Christopher Abbott and Ryan Gosling
But the filmmaking is distant. It's not a warm film, and Chazelle seems to be keeping a respectful distance from his characters, as though they're a little too precious to be approached. What we learn about them is basically what we already knew: that they were the emotionally distant men of mid-century America who didn't know how to talk to their kids and gave their careers more affection than their wives but of course they were also deeply emotional men who had dreams of discovery and were willing to sacrifice their lives in quiet, unsung heroism. This struck me as mostly cliché, all the more so because it doesn't ask us to think with a new perspective about these men. In many ways it just tells us that although we might complain about these men a lot, and think they're sexist old dudes who didn't consider women, people of color, and the environment when they made their decisions, we should still be appreciative of them because they taught us all – take your pick – to dream, to look up at the sky and see possibility, to stand together and connect while we watch history in the making. Perhaps all that is true, but I feel like I've heard that song before.

There is a sequence near the end of act two that puts the space program in context, with an interview with Kurt Vonnegut where he's like why are we spending all this money to go to the moon when New York City needs infrastructure? This sequence even calls out the whiteness of the project by playing almost a full minute of a great poem by Gil-Scott Heron (performed by Leon Bridges) called "Whitey on the Moon":
I can't pay no doctor bills
But whitey's on the moon
Ten years from now I'll be payin' still
While whitey's on the moon
The man just upped my rent last night
'Cause whitey's on the moon 
No hot water, no toilets, no lights
But whitey's on the moon
But although First Man acknowledges this problem with the Gemini/Apollo projects, it doesn't have anything to say about it at all. It's as though by acknowledging the problems in such a nicely realized sequence, it can simply move on and go back to ignoring them.

I need to say another thing about this movie and my resistance to it. One of the reasons I had trouble connecting is that Linus Sandgren's photography is really unattractive.
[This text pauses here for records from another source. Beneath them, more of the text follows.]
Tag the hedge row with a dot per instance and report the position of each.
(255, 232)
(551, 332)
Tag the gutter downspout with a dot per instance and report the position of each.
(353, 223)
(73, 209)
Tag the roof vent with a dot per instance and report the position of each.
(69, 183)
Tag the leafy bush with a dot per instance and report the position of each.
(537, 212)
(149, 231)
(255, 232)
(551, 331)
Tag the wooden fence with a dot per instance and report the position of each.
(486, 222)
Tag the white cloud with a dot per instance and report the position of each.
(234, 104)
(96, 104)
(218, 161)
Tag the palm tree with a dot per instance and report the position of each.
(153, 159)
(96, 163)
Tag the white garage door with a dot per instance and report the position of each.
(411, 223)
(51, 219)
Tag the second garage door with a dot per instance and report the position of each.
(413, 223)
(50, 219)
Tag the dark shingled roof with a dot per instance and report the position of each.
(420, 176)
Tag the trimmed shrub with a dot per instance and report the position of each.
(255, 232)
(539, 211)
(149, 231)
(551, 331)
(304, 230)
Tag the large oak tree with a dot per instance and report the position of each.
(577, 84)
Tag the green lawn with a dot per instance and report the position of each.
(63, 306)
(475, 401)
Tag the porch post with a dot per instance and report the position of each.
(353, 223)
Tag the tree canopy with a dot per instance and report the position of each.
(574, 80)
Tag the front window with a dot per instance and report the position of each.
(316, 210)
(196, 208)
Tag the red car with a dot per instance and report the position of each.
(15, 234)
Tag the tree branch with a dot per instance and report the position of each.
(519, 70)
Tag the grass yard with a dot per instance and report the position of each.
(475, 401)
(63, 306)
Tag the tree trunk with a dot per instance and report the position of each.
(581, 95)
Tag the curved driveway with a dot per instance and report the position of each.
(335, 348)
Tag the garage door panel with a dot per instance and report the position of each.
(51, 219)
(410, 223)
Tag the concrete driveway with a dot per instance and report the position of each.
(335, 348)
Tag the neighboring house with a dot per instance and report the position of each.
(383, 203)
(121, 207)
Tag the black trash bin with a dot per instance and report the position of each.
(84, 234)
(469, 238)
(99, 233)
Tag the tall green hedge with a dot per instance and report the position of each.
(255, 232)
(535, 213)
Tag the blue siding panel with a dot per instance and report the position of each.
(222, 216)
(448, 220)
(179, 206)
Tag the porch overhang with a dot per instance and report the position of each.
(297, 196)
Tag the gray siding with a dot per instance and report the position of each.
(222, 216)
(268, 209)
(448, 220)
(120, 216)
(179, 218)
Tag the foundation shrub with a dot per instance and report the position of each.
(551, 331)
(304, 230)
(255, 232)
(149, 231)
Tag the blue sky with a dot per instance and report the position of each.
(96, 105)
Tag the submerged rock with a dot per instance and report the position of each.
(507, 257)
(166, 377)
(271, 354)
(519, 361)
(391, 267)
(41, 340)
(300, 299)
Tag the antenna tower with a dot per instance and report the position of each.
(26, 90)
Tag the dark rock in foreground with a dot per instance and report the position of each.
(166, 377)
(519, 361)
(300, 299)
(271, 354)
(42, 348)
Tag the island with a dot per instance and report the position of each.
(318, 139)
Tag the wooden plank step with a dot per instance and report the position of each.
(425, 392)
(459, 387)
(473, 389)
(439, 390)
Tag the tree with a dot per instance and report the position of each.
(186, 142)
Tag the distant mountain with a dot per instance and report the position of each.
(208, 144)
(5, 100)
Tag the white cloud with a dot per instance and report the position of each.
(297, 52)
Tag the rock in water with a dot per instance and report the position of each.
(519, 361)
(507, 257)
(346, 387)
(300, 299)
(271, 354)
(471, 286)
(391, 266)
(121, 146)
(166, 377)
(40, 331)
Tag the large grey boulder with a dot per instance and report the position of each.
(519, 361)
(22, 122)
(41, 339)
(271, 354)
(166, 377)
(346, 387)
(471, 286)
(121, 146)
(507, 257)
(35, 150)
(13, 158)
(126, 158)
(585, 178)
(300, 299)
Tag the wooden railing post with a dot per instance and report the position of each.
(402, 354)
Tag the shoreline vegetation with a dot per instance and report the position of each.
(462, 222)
Now, maybe it's because I'm used to space movies being gorgeous to look at – films like Sunshine or Gravity or Interstellar, or even popular films about space like Rogue One or Life or Star Trek Beyond – or maybe it's because the most recent movie we all saw about the space race was the candy-coated Hidden Figures, but First Man looks ugly. The visuals at NASA are not beautiful at all, focusing as Chazelle is doing, on minutiae and the astronauts' real lives, and maybe I could excuse that in the name of authenticity. But then the sequences at the Armstrong house are equally unattractive looking. The film is just not shot lovingly. The whole thing feels distant, as though that really was 50 years ago and we simply cannot have access to it. (Also I hated the costumes.)
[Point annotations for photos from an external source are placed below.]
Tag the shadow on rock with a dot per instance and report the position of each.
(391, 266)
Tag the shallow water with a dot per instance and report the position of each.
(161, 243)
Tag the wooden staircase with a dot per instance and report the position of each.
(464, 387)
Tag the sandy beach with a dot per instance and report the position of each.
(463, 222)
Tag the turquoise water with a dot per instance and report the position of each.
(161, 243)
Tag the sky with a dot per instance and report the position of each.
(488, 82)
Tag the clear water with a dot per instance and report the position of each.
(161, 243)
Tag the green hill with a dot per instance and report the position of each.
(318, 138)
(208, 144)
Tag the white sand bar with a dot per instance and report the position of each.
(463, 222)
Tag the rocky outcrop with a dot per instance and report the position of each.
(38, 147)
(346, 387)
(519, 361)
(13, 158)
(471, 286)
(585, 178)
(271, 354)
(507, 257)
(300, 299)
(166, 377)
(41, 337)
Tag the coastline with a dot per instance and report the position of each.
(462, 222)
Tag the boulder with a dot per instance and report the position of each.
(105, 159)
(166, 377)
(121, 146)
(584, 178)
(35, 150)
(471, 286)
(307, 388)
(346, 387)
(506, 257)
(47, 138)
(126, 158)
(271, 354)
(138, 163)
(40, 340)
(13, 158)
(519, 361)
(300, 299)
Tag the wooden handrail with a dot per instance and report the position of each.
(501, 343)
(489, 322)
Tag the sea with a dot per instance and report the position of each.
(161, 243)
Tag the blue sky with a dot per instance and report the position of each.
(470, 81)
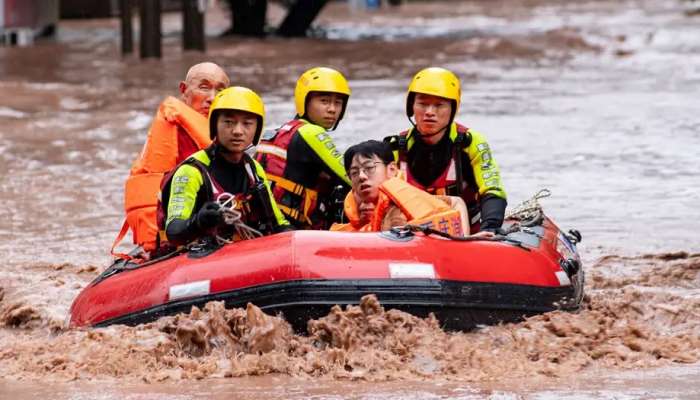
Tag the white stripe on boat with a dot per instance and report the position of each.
(192, 289)
(411, 270)
(563, 278)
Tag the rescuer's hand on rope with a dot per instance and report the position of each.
(210, 215)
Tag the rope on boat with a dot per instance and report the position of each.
(233, 217)
(501, 237)
(529, 210)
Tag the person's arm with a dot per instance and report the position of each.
(492, 194)
(324, 149)
(493, 209)
(181, 225)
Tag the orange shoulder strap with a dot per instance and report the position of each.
(194, 123)
(413, 202)
(120, 237)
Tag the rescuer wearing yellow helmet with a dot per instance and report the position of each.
(188, 208)
(443, 157)
(301, 159)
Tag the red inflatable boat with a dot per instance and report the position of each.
(302, 274)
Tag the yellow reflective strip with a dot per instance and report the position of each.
(323, 145)
(272, 149)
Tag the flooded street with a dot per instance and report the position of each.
(595, 100)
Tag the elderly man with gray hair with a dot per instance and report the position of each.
(179, 129)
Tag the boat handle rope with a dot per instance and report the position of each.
(501, 237)
(232, 217)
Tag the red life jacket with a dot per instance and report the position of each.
(451, 181)
(272, 155)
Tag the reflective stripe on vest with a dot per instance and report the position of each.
(271, 153)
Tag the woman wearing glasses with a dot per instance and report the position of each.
(380, 201)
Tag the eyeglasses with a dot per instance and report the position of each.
(368, 169)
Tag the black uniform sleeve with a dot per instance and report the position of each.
(493, 209)
(181, 231)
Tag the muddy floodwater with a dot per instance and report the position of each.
(595, 100)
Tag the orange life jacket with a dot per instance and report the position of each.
(419, 207)
(159, 156)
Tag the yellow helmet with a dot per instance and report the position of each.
(241, 99)
(320, 79)
(434, 81)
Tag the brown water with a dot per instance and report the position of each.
(595, 100)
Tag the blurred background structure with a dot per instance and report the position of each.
(21, 21)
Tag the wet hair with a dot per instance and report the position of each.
(369, 149)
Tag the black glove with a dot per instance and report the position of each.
(210, 215)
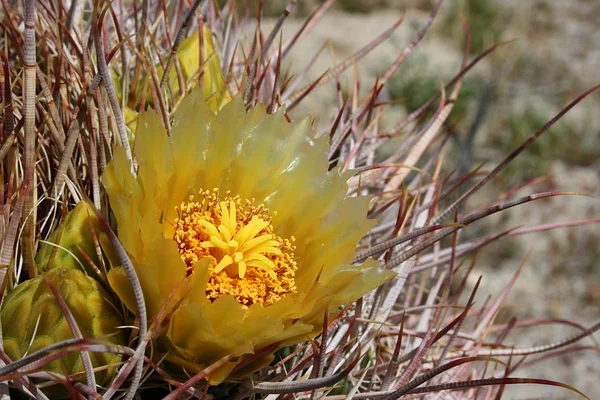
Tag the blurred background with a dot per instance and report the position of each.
(506, 98)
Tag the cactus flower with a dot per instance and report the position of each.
(236, 214)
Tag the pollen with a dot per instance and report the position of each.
(249, 261)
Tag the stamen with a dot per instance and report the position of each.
(250, 262)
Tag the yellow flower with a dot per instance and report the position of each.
(237, 214)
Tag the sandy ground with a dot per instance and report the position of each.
(561, 278)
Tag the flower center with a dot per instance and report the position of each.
(249, 261)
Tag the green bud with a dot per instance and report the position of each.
(74, 237)
(32, 320)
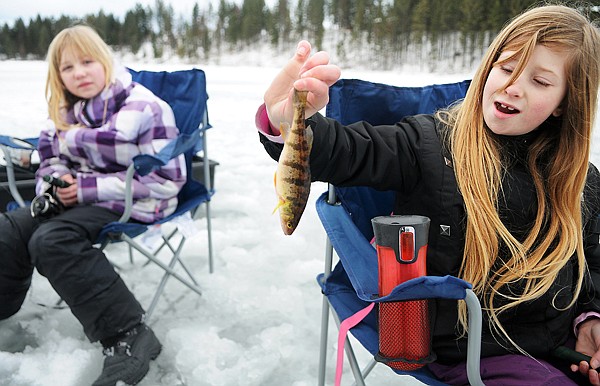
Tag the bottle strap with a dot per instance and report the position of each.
(345, 326)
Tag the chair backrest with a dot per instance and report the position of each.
(353, 100)
(185, 92)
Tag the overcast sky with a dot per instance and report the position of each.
(11, 10)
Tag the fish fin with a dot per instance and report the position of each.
(284, 128)
(309, 138)
(279, 204)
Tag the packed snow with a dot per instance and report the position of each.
(258, 320)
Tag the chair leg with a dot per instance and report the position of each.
(151, 257)
(323, 344)
(163, 281)
(211, 268)
(354, 366)
(325, 316)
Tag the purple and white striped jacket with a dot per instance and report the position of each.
(100, 146)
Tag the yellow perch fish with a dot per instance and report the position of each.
(292, 179)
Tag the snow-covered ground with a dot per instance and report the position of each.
(258, 320)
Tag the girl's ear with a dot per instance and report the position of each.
(557, 112)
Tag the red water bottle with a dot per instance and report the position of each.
(404, 331)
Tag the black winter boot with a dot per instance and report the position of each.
(128, 359)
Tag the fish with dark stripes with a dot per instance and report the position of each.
(292, 178)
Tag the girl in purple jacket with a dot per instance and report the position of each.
(99, 120)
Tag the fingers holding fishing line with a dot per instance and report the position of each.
(305, 73)
(316, 76)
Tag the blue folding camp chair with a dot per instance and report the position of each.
(185, 92)
(346, 215)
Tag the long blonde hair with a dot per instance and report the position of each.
(536, 261)
(80, 39)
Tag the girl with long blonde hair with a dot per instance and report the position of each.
(507, 170)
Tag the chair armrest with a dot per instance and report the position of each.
(8, 145)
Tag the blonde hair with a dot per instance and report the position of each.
(82, 40)
(559, 180)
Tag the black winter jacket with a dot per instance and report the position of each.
(409, 158)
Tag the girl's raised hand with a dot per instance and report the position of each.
(305, 73)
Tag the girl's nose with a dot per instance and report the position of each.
(514, 90)
(79, 71)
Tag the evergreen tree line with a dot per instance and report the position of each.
(377, 33)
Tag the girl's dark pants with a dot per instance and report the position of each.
(61, 249)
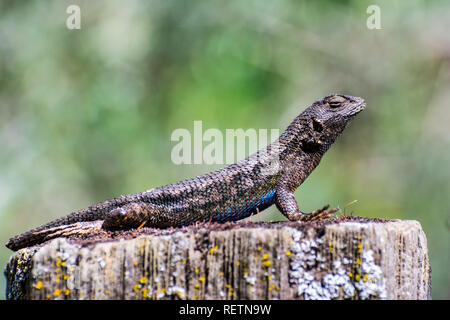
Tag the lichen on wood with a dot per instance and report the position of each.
(351, 258)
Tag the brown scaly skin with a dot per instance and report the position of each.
(249, 186)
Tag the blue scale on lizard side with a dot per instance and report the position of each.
(246, 211)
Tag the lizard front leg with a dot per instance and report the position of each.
(286, 203)
(134, 215)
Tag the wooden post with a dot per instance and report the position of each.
(356, 259)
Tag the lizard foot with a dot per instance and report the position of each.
(129, 216)
(320, 214)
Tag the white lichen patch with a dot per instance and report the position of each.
(371, 281)
(316, 280)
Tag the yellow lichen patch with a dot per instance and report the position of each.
(359, 247)
(39, 285)
(143, 280)
(145, 292)
(267, 263)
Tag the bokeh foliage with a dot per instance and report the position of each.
(86, 115)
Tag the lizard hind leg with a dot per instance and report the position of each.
(288, 206)
(130, 215)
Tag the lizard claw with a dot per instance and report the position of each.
(320, 214)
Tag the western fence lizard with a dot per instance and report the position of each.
(249, 186)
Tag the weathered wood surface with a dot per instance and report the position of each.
(360, 259)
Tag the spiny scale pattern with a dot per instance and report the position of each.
(249, 186)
I think for First Man to work, we needed – in addition to the day-to-day banalities of being an astronaut – also a sense of awe about the moon. We needed access to Armstrong's desire for the moon. Chazelle's film references this repeatedly in the film. Armstrong stares at the moon and the moon stares back. But there is no wonder here, no clear communication of what is so amazing and cool about space travel. Only business-like exactitude. And I know that the point of First Man is that this is why those Apollo missions were successful: A regular, brilliant guy who did the right thing and kept his head down and got the work done is how the U.S. achieved this awesome thing. Fine. But we needed more access to the awe.

There are a few great sequences in First Man, and I liked the movie well enough, but I'm afraid it never really soars.